Eppure il “santoro di sinistra”, sia pure in versioni geneticamente modificate, continua a monopolizzare i talk show. Perché? E perché la parte politica storicamente minoritaria è invece da sempre egemone sul piccolo schermo? Forse perché il santoro di sinistra non è mai a corto di argomenti, ma soprattutto di bersagli. Se il bersaglio naturale, le destre, appare sottotono, non c’è problema, tanto Brunetta si arrabbierà lo stesso, in automatico, ma soprattutto si può sempre sparare a zero proprio sulla sinistra, per ribadire che la sua più autentica fonte di ispirazione resta quella fratricida.
I santori di destra, invece, faticano da sempre anche perché verso i loro capi – nonché sponsor politici – nutrono un’atavica soggezione reverenziale, e anzi, tendono a omaggiare non solo i capi loro, ma anche quelli degli altri. Vespa ha tracciato la linea su cui si sono incamminati tutti gli altri, ognuno con il proprio stile. Paolo Del Debbio è un oste è di vecchia generazione, ha scelto di ispirarsi a Funari e di coltivare la mistica della “gente”: quando si collega con le piazze sembra di stare al mercato; e quando la linea ritorna in studio pure, si è solo passati a un banchetto più rumoroso.

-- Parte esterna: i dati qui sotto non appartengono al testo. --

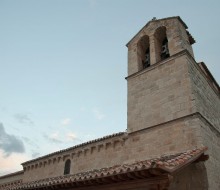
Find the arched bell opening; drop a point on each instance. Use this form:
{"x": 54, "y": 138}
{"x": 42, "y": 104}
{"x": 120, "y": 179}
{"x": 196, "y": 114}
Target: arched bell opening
{"x": 161, "y": 44}
{"x": 143, "y": 52}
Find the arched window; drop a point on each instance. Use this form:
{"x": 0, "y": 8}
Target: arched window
{"x": 143, "y": 52}
{"x": 67, "y": 167}
{"x": 161, "y": 44}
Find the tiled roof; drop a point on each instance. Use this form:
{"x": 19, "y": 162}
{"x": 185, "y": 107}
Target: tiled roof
{"x": 163, "y": 164}
{"x": 76, "y": 146}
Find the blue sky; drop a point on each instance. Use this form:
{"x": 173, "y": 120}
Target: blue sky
{"x": 63, "y": 64}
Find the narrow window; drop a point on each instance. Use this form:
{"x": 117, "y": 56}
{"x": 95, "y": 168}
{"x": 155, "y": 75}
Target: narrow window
{"x": 165, "y": 51}
{"x": 67, "y": 167}
{"x": 146, "y": 61}
{"x": 161, "y": 44}
{"x": 143, "y": 53}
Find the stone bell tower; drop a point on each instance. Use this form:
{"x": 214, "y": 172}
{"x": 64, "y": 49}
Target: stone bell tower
{"x": 172, "y": 96}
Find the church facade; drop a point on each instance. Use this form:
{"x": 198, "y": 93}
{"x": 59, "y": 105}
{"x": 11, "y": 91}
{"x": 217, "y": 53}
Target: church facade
{"x": 173, "y": 126}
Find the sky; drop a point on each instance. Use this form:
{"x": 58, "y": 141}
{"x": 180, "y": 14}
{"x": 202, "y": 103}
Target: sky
{"x": 63, "y": 65}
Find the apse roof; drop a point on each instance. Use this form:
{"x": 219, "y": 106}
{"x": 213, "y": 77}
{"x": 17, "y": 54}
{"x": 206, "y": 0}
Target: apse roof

Nicola Porro invece è convinto di avere imparato la lezione del maestro e costruisce il suo Virus come crede che Michele Santoro costruisse Samarcanda vent’anni fa: dietro il paravento del dibattito dai grandi orizzonti si nasconde una tesi precostituita e un’imboscata ai “nemici”. Giovedì scorso il tema ufficiale della prima puntata di Virus era l’allarme Isis, ma ben presto il programma si è trasformato in un processo al Movimento Cinque Stelle e ad alcuni suoi esponenti, rei di avere attaccato le scelte militari dell’Occidente e di giustificare il terrorismo.
È davvero così? Di certo nessuno dei chiamati in causa poteva replicare, a parte qualche un paio di difensori d’ufficio scelti ad arte, i professori Gianni Vattimo e Paolo Becchi. Porro se la tira da elegantone, ma sembra non conoscere il codice d’onore. Se proprio vuoi fare l’imboscata al nemico sparagli in faccia, non alle spalle.